Didn’t want to wake you because you deserve the sleep. I’ve got a lot of homework to catch up on today, so maybe I can come over tomorrow night after work.
I love you.
Sydney.
I feel bad lying to him, because I’m not going home to do homework. I’m going home to change clothes.
This drive to San Antonio is long overdue.
My mother was a dramatic woman. Everything revolved around her, even when it wasn’t about her. She was the type of person who—when someone close to her would experience something bad in their lives—she would somehow relate it to her own life so that their tragedy could be her tragedy, too. Imagine what having a daughter with Cystic Fibrosis was like for her. It was her moment to soak up the sympathy—to make everyone feel sorry for her and the way her child turned out. My illness became more of a problem for her than it was for me.
But it didn’t last long, because she took a temporary position with her company in Paris, France, when I was three.
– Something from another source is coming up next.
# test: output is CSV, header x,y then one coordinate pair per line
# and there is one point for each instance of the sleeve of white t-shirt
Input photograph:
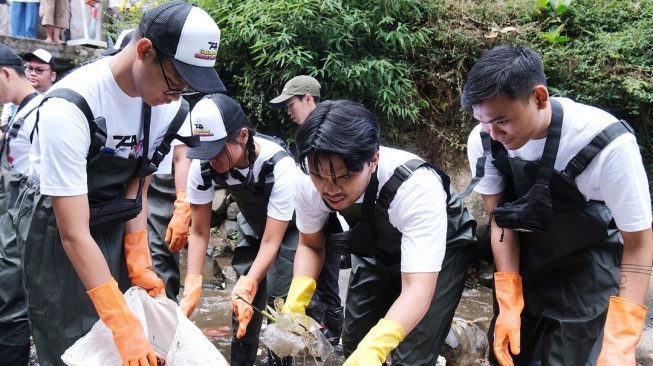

She left me with my grandparents because it was “too cold” for me there, and it would be “too difficult” learning to navigate a new country with a sick child in tow. My father was never a part of my life, so that wasn’t an option. But my mother always promised she would one day take me back to Paris to live with her.
My grandparents had my mother at a very late age, and my mother had me in her late thirties. It was getting to the point that my grandparents could hardly care for themselves, much less a child. But my mother’s temporary position became permanent, and every year when she would come home to visit, she would promise me she’d take her back with me when the time was right. But her Christmas visits would always end on New Year’s Day, with her leaving to go back to Paris without me.
Maybe she did have intentions of taking me back with her, but after spending two weeks with me at my grandparents’ every year at Christmas, she would be reminded of what a huge responsibility I would be in her life. I used to think it was because she didn’t love me, but I remember the year I turned nine, I figured out that my illness is what she didn’t love about me. It wasn’t me.
I got the idea that if I could just convince her that I could take care of myself and that I didn’t need her help, she would take me with her and we could finally be together. In the weeks leading up to Christmas the year I turned nine, I was extremely cautious. I consumed all the vitamins I could get my hands on so that I wouldn’t catch a cold from my classmates. I used my vest twice as much as I was required to. I made sure I got eight hours of sleep every night. And even though Austin saw its first snow in years that winter, I refused to go outside to experience it because I was afraid I’d catch a cold and end up in the hospital during my mother’s visit.